Krack è consapevole del pericolo che il team possa entrare in una sorta di attesa passiva, aspettando che Newey arrivi a risolvere i problemi. “Se identifico questo atteggiamento, non durerà a lungo,” ha dichiarato in modo deciso, indicando che non tollererà alcun rallentamento nella motivazione o nell’impegno della squadra.

Nonostante Newey abbia già visitato la fabbrica di Aston Martin e parlato con il personale senior, il suo coinvolgimento è ancora limitato per via degli obblighi contrattuali con Red Bull. Krack ha spiegato che qualsiasi contatto con Newey deve avvenire rispettando le regole legali, senza oltrepassare i limiti del contratto, per evitare problemi giuridici.

Mike Krack, è chiaro su un punto: non ci si può permettere di aspettare passivamente l'arrivo di Newey per migliorare le prestazioni della squadra.

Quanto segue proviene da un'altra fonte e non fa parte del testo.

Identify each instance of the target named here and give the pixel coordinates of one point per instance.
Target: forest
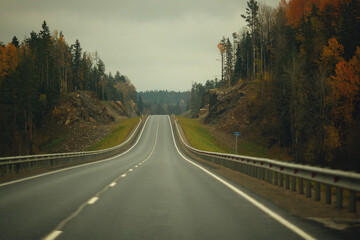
(163, 102)
(304, 55)
(37, 72)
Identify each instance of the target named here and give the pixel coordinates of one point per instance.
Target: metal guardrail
(26, 164)
(289, 175)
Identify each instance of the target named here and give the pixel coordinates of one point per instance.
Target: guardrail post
(308, 188)
(287, 181)
(270, 176)
(339, 197)
(317, 191)
(352, 201)
(293, 183)
(327, 194)
(301, 186)
(263, 174)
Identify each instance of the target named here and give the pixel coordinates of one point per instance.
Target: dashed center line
(54, 234)
(93, 200)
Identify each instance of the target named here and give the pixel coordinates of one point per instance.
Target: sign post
(236, 135)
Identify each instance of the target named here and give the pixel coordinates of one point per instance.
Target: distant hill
(165, 102)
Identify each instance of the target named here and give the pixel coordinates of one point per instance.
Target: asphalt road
(150, 192)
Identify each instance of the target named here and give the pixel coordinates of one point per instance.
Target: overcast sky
(158, 44)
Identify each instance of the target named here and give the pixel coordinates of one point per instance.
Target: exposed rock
(81, 106)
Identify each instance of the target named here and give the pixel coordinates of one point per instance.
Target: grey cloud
(159, 44)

Aston Martin ha iniziato la stagione combattendo per posizioni di vertice, ma con il progredire dell’anno si è ritrovata a lottare solo per i punti nelle posizioni inferiori, un risultato lontano dalle ambizioni iniziali. “Non siamo dove vorremmo essere,” ha dichiarato Krack, riconoscendo che il divario con i top team, invece di ridursi, si è ampliato. “Altri sono riusciti a colmare il divario più di quanto noi siamo riusciti ad avvicinarci.”

L’obiettivo per Aston Martin è chiaro: progredire prima che Adrian Newey entri ufficialmente in squadra. Il futuro è promettente, ma il presente richiede azioni concrete e miglioramenti visibili. Aston Martin non può permettersi di attendere e deve dimostrare di avere la stoffa per competere ai massimi livelli, con o senza Newey.